¿Qué hacer ante la distensión abdominal superior en mujeres?
La distensión abdominal superior es un síntoma frecuente en la práctica clínica, especialmente entre las mujeres. Se caracteriza por una sensación de hinchazón, presión o tensión localizada por encima
La distensión abdominal superior es un síntoma frecuente en la práctica clínica, especialmente entre las mujeres. Se caracteriza por una sensación de hinchazón, presión o tensión localizada por encima del ombligo —en la región epigástrica—, que puede acompañarse de eructos, sensación de saciedad precoz, náuseas leves o incluso dolor sordo y difuso. A diferencia de la distensión generalizada del abdomen bajo, este cuadro suele relacionarse con alteraciones funcionales o patológicas del tracto gastrointestinal alto: estómago, duodeno, vías biliares y páncreas.

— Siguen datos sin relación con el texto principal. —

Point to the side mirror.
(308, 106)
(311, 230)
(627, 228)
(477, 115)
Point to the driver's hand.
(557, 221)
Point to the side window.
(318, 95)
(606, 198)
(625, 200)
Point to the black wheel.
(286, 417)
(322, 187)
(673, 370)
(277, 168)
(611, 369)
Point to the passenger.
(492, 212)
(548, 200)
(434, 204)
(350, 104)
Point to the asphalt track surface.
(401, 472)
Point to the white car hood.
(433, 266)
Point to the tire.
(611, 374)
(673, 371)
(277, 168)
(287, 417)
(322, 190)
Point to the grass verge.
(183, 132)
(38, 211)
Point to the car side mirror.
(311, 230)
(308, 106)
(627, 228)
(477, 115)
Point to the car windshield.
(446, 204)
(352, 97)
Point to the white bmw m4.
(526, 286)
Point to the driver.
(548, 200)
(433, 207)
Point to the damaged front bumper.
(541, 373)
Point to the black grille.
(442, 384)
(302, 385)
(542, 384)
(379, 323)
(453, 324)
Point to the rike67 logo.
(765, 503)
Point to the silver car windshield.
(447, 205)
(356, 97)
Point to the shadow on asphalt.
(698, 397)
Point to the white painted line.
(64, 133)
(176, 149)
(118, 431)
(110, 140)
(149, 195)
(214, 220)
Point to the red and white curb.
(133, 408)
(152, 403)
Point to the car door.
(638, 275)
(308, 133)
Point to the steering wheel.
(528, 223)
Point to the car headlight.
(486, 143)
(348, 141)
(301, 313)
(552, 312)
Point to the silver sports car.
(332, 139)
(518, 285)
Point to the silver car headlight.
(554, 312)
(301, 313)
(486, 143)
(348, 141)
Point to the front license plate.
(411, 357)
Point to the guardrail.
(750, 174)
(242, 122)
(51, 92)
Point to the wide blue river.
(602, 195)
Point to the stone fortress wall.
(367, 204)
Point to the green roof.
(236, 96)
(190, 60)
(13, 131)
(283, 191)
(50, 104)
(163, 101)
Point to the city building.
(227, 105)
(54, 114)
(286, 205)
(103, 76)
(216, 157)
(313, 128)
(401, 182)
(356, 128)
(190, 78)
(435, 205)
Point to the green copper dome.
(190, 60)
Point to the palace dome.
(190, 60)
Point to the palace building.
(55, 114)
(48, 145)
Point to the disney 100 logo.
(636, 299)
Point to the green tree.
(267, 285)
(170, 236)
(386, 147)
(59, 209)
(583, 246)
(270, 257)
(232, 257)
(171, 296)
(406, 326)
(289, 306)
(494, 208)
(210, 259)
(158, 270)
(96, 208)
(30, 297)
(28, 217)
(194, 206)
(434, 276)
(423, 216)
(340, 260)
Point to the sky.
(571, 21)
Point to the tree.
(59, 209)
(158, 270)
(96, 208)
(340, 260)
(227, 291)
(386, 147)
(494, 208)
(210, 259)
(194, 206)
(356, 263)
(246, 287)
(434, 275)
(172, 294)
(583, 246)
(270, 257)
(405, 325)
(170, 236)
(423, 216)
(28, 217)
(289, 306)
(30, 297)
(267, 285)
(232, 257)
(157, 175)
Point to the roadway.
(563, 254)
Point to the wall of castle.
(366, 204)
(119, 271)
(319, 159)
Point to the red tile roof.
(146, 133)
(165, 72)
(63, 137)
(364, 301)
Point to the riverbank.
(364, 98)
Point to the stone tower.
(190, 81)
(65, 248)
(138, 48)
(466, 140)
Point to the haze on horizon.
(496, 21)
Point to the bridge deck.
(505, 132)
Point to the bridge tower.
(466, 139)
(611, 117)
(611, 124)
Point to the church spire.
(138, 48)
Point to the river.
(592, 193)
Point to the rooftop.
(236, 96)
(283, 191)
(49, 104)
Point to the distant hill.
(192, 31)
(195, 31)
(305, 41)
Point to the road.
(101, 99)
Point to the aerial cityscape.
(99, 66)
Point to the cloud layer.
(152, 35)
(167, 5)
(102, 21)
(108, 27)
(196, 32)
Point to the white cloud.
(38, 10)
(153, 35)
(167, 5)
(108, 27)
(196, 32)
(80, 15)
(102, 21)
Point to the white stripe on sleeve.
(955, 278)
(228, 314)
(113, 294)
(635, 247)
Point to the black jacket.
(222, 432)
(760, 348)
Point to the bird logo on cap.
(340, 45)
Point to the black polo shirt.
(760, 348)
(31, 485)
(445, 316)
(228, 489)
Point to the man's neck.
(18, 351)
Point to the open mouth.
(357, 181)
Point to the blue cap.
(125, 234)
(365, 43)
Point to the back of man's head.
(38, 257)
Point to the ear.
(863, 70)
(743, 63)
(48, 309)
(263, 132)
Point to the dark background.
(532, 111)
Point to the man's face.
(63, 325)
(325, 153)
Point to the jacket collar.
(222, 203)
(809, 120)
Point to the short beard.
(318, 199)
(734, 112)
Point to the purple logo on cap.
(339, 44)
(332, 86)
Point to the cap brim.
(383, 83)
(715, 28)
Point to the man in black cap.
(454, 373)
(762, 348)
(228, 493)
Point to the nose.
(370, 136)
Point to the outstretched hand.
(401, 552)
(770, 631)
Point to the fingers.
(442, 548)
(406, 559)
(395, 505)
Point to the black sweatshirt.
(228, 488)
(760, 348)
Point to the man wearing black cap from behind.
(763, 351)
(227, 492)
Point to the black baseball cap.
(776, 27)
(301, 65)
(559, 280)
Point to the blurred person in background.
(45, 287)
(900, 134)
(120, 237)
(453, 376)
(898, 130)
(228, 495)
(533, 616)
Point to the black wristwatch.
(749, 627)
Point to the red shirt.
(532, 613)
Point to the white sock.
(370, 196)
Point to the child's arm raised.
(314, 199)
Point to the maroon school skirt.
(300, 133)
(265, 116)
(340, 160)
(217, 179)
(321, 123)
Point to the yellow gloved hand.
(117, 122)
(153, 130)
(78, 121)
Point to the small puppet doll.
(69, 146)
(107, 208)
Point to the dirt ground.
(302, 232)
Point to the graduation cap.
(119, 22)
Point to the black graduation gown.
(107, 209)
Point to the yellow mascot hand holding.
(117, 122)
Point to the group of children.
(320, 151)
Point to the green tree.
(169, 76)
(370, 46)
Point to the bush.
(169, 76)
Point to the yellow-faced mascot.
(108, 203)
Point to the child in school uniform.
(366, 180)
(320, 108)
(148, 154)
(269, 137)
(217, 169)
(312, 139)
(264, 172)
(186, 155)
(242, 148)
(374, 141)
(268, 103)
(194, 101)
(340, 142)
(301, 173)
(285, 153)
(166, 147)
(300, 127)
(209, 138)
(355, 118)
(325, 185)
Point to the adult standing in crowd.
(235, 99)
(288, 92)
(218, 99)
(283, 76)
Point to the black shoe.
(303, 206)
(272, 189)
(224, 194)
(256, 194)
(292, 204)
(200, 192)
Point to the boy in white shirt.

Entre las causas más comunes se incluyen el síndrome de intestino irritable (SII), particularmente en su subtipo con predominio de distensión; la dispepsia funcional, muy prevalente en mujeres jóvenes y asociada a estrés psicológico, ritmos alimentarios irregulares o consumo excesivo de cafeína o productos gaseosos; y la intolerancia a ciertos carbohidratos fermentables (FODMAPs), como la fructosa o la lactosa, cuya malabsorción genera producción excesiva de gases en el duodeno y yeyuno proximal. También deben descartarse condiciones orgánicas como la gastritis crónica, la infección por Helicobacter pylori, la colecistopatía biliar funcional o la pancreatitis crónica leve.
El abordaje diagnóstico requiere una anamnesis detallada: duración e intensidad del síntoma, relación con la ingesta, patrón menstrual (dado que la distensión epigástrica puede empeorar premenstrualmente por efectos de la progesterona sobre la motilidad gástrica), uso de medicamentos —como antiinflamatorios no esteroideos o anticolinérgicos— y antecedentes familiares de enfermedad celíaca o autoinmune. En casos persistentes o con alarma —pérdida de peso involuntaria, vómitos recurrentes, disfagia o heces oscuras— se recomienda endoscopia digestiva alta y pruebas complementarias como ecografía abdominal o test de aliento para H. pylori.
Desde el punto de vista terapéutico, las medidas no farmacológicas son fundamentales: fraccionamiento de las comidas (5–6 ingestas diarias pequeñas), evitación de alimentos altos en FODMAPs, reducción del estrés mediante técnicas de regulación autonómica y ejercicio físico moderado regular. En algunos casos, se indica tratamiento empírico con inhibidores de la bomba de protones durante 4–8 semanas o proquinéticos de acción central como la domperidona, siempre bajo supervisión médica. No se recomienda el uso indiscriminado de carminativos o suplementos probióticos sin orientación especializada, ya que su eficacia varía según el perfil microbiano individual y el mecanismo fisiopatológico subyacente.